1歳を迎えた悠ちゃんの誕生日を祝う成瀬夫婦。20年後の日本はどのような時代を迎えているのだろうか
1歳を迎えた悠ちゃんの誕生日を祝う成瀬夫婦。20年後の日本はどのような時代を迎えているのだろうか

 笠岡市高島の成瀬義彦さん(34)宅で昨年11月18日、1歳を迎えた長女・悠(はるか)ちゃんの誕生日会が開かれた。

 <はるかちゃん、おめでとう>。埼玉県に住む成瀬さんの母・富子さん(57)が初孫のために手作りした布製のデコレーションケーキや妻の茜さん(31)がさばいた魚料理でお祝いした。

 「島ののんびりとした環境で伸び伸び育ってほしくて名付けたんです」とまな娘を膝に乗せた成瀬さん。
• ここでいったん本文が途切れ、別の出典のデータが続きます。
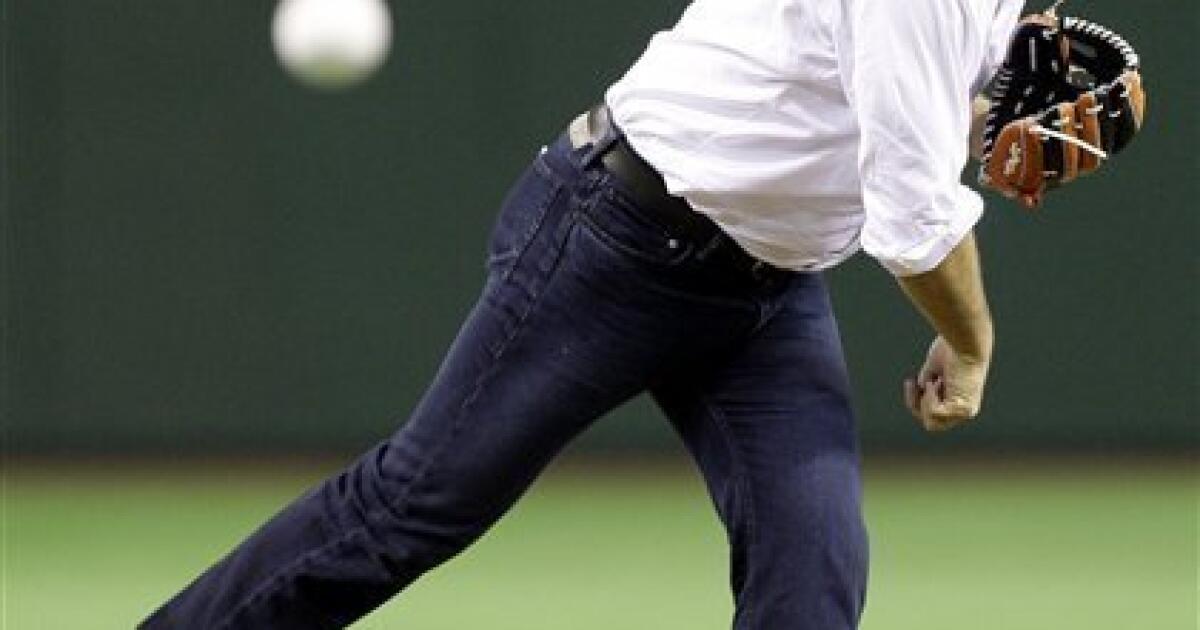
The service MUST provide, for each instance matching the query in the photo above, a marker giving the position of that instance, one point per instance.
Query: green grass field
(955, 546)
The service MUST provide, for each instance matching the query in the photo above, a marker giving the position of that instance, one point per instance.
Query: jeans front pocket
(522, 215)
(628, 231)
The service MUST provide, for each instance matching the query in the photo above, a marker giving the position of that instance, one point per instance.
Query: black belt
(648, 191)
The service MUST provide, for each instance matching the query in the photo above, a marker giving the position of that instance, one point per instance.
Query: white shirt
(809, 129)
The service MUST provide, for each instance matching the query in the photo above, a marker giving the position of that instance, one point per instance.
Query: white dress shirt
(810, 129)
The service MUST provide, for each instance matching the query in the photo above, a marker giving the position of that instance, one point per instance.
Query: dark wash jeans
(587, 304)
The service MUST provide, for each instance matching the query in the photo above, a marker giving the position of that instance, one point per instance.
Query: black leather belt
(648, 191)
(643, 184)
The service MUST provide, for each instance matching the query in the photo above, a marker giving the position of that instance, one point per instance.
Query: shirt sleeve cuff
(928, 252)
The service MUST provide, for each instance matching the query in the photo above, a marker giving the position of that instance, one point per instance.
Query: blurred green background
(209, 269)
(207, 256)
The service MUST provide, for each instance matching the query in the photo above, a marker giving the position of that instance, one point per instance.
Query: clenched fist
(948, 390)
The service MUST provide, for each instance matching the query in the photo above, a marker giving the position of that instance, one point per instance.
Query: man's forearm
(952, 298)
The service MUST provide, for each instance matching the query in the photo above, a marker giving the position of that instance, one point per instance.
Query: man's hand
(948, 390)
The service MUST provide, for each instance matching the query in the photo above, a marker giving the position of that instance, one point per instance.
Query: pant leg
(575, 318)
(772, 431)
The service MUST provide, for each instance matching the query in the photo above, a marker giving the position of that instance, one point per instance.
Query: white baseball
(331, 43)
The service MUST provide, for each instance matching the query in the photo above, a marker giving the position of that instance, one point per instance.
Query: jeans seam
(744, 499)
(394, 505)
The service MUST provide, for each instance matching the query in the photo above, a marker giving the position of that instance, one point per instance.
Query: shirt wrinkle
(753, 112)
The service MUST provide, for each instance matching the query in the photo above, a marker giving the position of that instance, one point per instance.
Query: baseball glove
(1068, 96)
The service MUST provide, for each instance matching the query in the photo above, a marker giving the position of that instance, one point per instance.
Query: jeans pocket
(624, 229)
(521, 215)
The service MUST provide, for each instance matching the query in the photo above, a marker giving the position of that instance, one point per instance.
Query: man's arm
(948, 390)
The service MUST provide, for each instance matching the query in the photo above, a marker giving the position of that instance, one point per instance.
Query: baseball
(331, 45)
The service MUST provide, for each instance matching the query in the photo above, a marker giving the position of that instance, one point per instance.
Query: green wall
(202, 255)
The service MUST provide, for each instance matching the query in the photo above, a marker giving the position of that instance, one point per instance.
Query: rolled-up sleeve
(911, 89)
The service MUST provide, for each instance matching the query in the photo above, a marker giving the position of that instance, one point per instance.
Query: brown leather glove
(1068, 96)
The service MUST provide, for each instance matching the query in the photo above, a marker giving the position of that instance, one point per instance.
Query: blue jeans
(587, 304)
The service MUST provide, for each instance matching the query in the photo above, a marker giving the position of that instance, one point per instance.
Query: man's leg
(562, 334)
(772, 430)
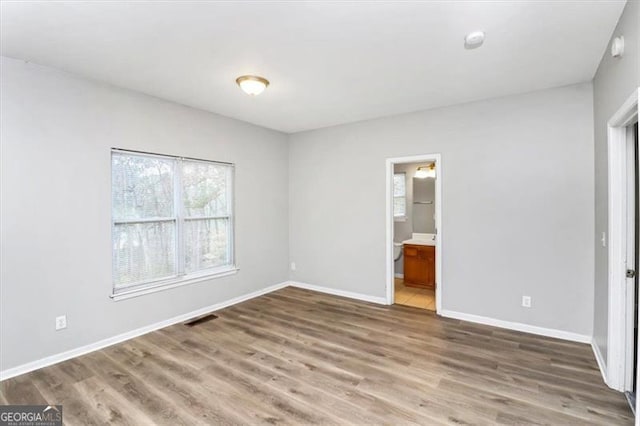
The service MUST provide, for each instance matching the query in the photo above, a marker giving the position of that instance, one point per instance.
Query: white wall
(614, 82)
(517, 204)
(57, 131)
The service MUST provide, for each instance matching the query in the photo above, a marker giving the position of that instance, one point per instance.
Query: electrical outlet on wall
(61, 322)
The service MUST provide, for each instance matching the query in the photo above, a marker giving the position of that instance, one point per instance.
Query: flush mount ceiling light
(474, 40)
(252, 84)
(424, 172)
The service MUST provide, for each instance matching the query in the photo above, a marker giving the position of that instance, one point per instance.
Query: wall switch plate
(61, 322)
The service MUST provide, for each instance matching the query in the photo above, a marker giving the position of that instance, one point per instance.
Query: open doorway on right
(415, 234)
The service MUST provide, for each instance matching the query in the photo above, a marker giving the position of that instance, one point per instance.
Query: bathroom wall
(614, 82)
(517, 205)
(403, 229)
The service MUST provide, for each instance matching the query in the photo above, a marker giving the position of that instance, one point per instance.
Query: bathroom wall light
(252, 84)
(424, 172)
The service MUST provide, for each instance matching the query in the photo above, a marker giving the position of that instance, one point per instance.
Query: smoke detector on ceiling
(474, 40)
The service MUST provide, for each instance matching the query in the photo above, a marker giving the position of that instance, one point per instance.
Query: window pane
(399, 185)
(142, 187)
(205, 189)
(143, 252)
(206, 243)
(399, 206)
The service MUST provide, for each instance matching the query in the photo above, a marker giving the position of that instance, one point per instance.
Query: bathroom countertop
(420, 242)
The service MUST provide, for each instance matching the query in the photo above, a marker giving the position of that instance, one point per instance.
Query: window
(399, 196)
(172, 220)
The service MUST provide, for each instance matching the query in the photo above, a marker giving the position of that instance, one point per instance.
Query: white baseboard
(63, 356)
(549, 332)
(600, 360)
(335, 292)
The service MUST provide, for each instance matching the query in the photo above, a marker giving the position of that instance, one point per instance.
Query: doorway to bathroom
(414, 231)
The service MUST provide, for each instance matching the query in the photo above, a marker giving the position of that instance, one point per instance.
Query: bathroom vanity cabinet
(419, 265)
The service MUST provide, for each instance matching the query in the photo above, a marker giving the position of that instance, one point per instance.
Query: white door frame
(619, 373)
(390, 162)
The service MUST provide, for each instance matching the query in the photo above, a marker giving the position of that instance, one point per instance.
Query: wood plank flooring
(300, 357)
(424, 298)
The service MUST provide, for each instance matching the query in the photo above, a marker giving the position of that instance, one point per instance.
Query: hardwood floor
(423, 298)
(299, 357)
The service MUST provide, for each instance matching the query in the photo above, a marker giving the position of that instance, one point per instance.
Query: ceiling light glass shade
(252, 84)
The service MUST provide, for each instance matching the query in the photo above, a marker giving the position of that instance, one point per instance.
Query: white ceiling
(328, 62)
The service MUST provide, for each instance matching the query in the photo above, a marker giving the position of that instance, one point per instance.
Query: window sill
(173, 283)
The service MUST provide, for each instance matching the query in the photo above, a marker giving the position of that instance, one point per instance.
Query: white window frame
(400, 218)
(179, 218)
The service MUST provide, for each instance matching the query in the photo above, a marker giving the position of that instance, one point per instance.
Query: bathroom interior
(414, 231)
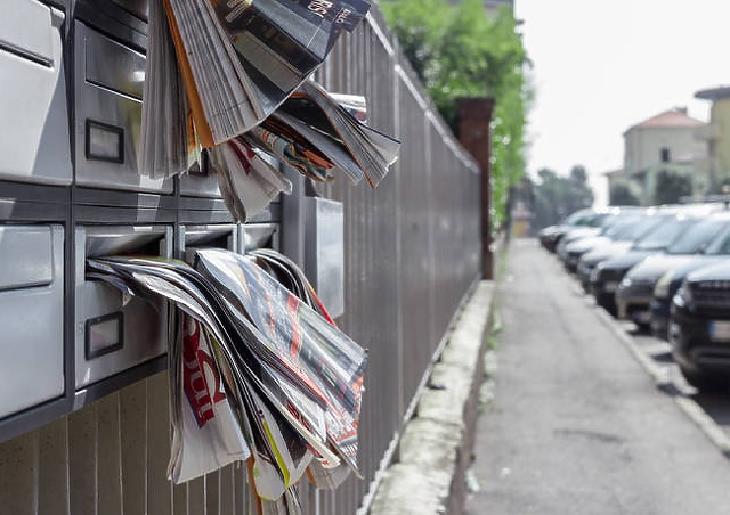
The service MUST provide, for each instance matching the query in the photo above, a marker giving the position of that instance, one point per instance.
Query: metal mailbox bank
(84, 397)
(72, 76)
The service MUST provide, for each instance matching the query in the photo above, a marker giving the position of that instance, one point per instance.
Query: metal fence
(412, 253)
(412, 246)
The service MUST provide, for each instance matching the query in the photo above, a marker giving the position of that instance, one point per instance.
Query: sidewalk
(576, 425)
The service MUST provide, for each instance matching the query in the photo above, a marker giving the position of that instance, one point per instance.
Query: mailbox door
(34, 139)
(31, 315)
(113, 333)
(108, 89)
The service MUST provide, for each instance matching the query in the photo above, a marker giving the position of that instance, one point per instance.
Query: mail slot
(113, 332)
(109, 83)
(200, 181)
(138, 8)
(223, 236)
(34, 140)
(258, 236)
(31, 315)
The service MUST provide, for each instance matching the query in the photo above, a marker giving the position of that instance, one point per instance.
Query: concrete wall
(110, 458)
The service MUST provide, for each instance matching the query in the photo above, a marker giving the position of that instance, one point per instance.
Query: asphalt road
(577, 426)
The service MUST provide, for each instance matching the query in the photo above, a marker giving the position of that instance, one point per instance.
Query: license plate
(719, 330)
(643, 317)
(611, 287)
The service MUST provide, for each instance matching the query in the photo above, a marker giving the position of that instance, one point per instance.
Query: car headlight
(595, 273)
(685, 294)
(663, 285)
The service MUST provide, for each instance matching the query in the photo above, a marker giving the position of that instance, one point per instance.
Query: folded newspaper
(233, 77)
(259, 372)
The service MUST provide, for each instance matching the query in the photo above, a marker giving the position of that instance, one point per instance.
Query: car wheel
(706, 383)
(643, 328)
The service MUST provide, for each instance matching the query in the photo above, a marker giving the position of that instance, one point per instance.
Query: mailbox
(258, 236)
(35, 145)
(138, 8)
(109, 83)
(324, 251)
(31, 315)
(114, 333)
(202, 182)
(191, 237)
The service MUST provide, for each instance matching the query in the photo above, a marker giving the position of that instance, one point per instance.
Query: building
(666, 144)
(716, 136)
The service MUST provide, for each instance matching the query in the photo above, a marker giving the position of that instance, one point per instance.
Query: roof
(673, 119)
(717, 93)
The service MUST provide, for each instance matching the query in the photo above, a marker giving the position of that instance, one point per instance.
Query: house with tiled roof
(664, 144)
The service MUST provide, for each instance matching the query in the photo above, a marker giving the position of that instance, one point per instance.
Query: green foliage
(556, 197)
(671, 187)
(621, 195)
(458, 51)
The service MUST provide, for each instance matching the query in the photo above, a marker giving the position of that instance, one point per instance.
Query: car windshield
(720, 246)
(577, 219)
(620, 225)
(664, 235)
(597, 221)
(696, 240)
(639, 229)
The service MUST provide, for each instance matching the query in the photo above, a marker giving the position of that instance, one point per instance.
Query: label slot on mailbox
(104, 335)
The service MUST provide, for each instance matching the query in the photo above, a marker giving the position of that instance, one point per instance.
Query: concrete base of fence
(435, 449)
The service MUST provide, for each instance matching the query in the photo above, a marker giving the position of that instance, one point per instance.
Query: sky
(600, 66)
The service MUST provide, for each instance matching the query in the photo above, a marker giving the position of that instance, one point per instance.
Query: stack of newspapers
(259, 372)
(234, 77)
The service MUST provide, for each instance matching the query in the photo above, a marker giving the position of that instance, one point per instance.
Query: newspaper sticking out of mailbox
(233, 76)
(236, 60)
(261, 363)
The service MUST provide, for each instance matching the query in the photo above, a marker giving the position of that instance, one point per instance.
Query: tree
(458, 51)
(578, 174)
(557, 196)
(671, 187)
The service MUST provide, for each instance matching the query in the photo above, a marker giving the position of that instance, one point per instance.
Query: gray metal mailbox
(324, 251)
(35, 147)
(191, 237)
(31, 315)
(109, 83)
(200, 184)
(114, 333)
(257, 236)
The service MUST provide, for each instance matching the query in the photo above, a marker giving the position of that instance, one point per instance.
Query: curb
(664, 383)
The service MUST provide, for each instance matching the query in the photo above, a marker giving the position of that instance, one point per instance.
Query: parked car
(550, 236)
(700, 327)
(620, 228)
(708, 243)
(634, 292)
(623, 244)
(613, 228)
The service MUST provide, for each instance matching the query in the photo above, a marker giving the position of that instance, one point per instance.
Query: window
(665, 155)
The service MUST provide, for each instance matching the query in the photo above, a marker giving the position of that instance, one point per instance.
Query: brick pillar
(475, 117)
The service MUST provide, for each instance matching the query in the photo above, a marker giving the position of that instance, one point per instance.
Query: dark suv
(700, 327)
(708, 243)
(550, 236)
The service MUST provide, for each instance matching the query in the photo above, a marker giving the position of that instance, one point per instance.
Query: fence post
(475, 135)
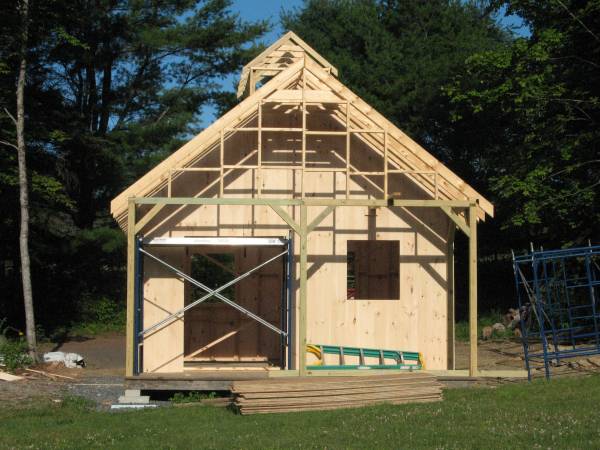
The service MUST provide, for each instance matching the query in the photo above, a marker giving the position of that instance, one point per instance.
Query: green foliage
(77, 403)
(191, 397)
(396, 54)
(13, 354)
(112, 88)
(534, 106)
(555, 414)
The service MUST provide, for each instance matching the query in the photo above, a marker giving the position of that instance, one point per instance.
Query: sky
(253, 10)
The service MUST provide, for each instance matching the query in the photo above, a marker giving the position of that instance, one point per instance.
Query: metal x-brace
(212, 293)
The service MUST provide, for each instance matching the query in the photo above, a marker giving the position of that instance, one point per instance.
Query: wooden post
(451, 299)
(221, 167)
(347, 150)
(385, 164)
(259, 147)
(303, 169)
(303, 284)
(129, 331)
(473, 289)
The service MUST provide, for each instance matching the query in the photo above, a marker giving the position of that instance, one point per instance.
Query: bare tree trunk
(23, 192)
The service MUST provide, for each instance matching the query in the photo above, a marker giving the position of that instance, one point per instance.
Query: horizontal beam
(215, 201)
(297, 202)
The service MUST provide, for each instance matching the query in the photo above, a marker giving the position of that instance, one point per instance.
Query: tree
(113, 86)
(534, 108)
(21, 148)
(397, 54)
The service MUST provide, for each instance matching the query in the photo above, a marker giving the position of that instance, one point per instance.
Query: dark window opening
(373, 270)
(213, 270)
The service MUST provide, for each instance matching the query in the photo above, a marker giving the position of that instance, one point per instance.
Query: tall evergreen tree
(113, 86)
(534, 106)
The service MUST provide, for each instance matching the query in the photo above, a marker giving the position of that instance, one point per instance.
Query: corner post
(451, 297)
(303, 284)
(473, 289)
(129, 331)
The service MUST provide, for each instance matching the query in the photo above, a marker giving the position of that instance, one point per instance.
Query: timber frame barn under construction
(302, 218)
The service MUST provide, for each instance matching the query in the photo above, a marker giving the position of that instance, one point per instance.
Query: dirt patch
(492, 355)
(103, 355)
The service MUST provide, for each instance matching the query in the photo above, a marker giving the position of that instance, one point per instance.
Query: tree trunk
(23, 192)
何でもガツガツやってきた自らを顧みて「真逆の人生もいいかなと思って」と話す。

 もうすぐ丸3年を迎える一家の島暮らし。その生活の中心に今、悠ちゃんがいる。地域社会の中に飛び込んでいった成瀬夫婦の、ゆったりとした時間が流れている。

       ○ ○ ○

 当初、夫婦にとって不安だったのは島の“濃密”そうな人間関係だった。それに順応できるのだろうか―と。でも、それは自然に解消できたようだ。

 成瀬さんは消防団や自治会の役員を務めるうちに地元の人たちと仲良くなった。漁船を修理中に親指を切断した時にみんな集まって助けてくれた。「その時、コミュニティーが強いのっていいなと思いましたね」

 茜さんも当初は知らない人から急に話し掛けられて戸惑うことがあったが、今ではその会話が楽しみになっている。「野菜の作り方を教えてくれたり、草むしりを手伝ってくれたり、みんな親切なので感謝してます」

 二人は助け合いが当たり前の暮らしに新鮮な思いがするという。

       ○ ○ ○

 <想像力を働かせて、段取りを考えて、絶対に実行する>

 これが、あえてサラリーマンの道を選ばなかった成瀬さんのポリシーだ。大きくなったら娘にもぜひ伝えたいと思っている。

 「僕たちの世代は親や学校から決まったレールに乗って進めと言われてきたが、そうしたからって幸せになれる保障なんてない。だから、しがみつくのをやめたんです」

 就職氷河期に社会に放り出され、リーマン・ショックの洗礼を受けた成瀬さん。同じ境遇の同世代は、誰もが簡単には“希望”を手に入れられない。どうせ不安定なのなら、レールより、いつ座礁するか知れないが自分の船の方がいい。

 「苦労は多いけど、その方が自由に針路を選べるでしょう。伸び伸びとですよ」

       ◇

 「独立独歩」はおわり。次回から「森の中へ」を掲載します。